The Correct Option is A

Step 1: Understanding the Concept:
Calorimetry is based on the Principle of Mixtures: Heat lost by hot body = Heat gained by cold body.
Specific heat is used for temperature changes (\(Q = mc\Delta T\)) and latent heat for phase changes (\(Q = mL\)).
Step 2: Key Formula or Approach:
1. Heat to bring ice to \(0^\circ C\): \(Q_1 = m_i s_i \Delta T_1\).
2. Heat to melt ice: \(Q_2 = m_i L_f\).
3. Equate: \(Q_{ice \rightarrow temp} = Q_{water \rightarrow temp}\).
Step 3: Detailed Explanation:
Mass of ice \(m_i = 10 \text{ kg} = 10000 \text{ g}\).
Mass of water \(m_w = 100 \text{ kg} = 100000 \text{ g}\).

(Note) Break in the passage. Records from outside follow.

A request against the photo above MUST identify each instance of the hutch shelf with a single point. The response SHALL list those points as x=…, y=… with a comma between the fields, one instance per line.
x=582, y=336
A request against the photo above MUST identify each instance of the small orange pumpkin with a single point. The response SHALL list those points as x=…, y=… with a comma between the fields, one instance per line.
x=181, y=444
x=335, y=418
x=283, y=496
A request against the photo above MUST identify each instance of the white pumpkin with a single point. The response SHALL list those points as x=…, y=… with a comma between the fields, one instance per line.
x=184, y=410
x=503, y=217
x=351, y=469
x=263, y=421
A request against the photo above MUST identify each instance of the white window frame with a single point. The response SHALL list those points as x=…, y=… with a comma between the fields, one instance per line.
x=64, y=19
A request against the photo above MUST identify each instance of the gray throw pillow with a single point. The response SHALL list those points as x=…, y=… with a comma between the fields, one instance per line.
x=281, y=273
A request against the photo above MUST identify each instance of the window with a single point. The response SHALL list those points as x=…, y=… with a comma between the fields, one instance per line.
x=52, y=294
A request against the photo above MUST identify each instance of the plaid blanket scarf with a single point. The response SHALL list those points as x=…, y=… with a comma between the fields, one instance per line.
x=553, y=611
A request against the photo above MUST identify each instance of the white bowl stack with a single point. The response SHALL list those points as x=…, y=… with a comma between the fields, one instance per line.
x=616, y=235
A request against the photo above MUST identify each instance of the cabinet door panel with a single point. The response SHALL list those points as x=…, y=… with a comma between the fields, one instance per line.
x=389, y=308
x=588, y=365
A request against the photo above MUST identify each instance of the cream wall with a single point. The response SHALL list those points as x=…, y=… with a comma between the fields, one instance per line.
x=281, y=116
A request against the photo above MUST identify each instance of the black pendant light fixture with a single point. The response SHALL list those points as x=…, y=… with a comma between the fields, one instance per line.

Heat required to raise ice to \(0^\circ C\):
\[ Q_1 = 10000 \times 0.5 \times 10 = 50000 \text{ cal} = 50 \text{ kcal} \]
Heat required to melt ice:
\[ Q_2 = 10000 \times 80 = 800000 \text{ cal} = 800 \text{ kcal} \]
Total heat to turn ice into water at \(0^\circ C\): \(Q_{total\_gain} = 850 \text{ kcal}\).
Heat available from water to cool to \(0^\circ C\):
\[ Q_{avail} = 100000 \times 1 \times 25 = 2500000 \text{ cal} = 2500 \text{ kcal} \]
Since \(Q_{avail}>Q_{total\_gain}\), the ice will completely melt and the final temperature \(T\) will be between \(0^\circ C\) and \(25^\circ C\).
Using the heat balance equation:
\[ 850 \text{ kcal} + (10 \text{ kg}) \times (1 \text{ kcal/kg}^\circ C) \times (T - 0) = (100 \text{ kg}) \times (1 \text{ kcal/kg}^\circ C) \times (25 - T) \]
\[ 850 + 10T = 2500 - 100T \]
\[ 110T = 1650 \]
\[ T = \frac{1650}{110} = 15^\circ C \]
Step 4: Final Answer:
The final temperature of the mixture is \(15^\circ C\).